Human embryonic stem cells and induced pluripotent stem cells participated normally in early mouse embryo development in a recent study.

Dec 21, 2015
Karen Zusi

WIKIMEDIA, BO LIInjecting stem cells into mouse embryos is standard practice to examine how well the cells incorporate and aid in tissue development, but previous attempts to get human stem cells to contribute normally to embryo development have failed. Reporting in Cell Stem Cell last week (December 17), researchers from the University of Cambridge successfully implanted human induced pluripotent stem cells (hiPSCs) and human embryonic stem cells (hESCs) into developing mouse embryos and observed them becoming all types of tissue layers.
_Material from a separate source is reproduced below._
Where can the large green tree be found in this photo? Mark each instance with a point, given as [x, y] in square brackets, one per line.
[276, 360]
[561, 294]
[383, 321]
The University of Cambridge-based authors suggest that their recent success comes from their decision to inject the stem cells at a later stage of embryo development. The hiPSCs and hESCs “have the capacity to participate in normal mouse development when transplanted into gastrula-stage embryos,” they wrote in their study.

The human stem cells differentiated into each of the three primary tissue layers—endoderm, ectoderm, and mesoderm—of the developing mouse. The researchers found no difference between the differentiation abilities of hiPSCs and hESCs. “We conclude that transplanted [human pluripotent stem cells] and their progeny proliferate and contribute normally to the developing embryo, irrespective of transplant stage, site, or cell type,” the authors wrote.

The mouse embryos were cultured for two days, not long enough for differentiation into final tissue types—but the embryos appeared normal during this time period. “The Cambridge team has shown definitively that when stem cells are introduced into early mouse embryos under the right conditions, they multiply and contribute in the correct way to all the cell types that are formed as the embryo develops,” Jeremy Pearson, Associate Medical Director at the British Heart Foundation, which helped fund the study, said in a press release.

“Our finding that human stem cells integrate and develop normally in the mouse embryo will allow us to study aspects of human development during a window in time that would otherwise be inaccessible,” study coauthor Victoria Mascetti said in the press release.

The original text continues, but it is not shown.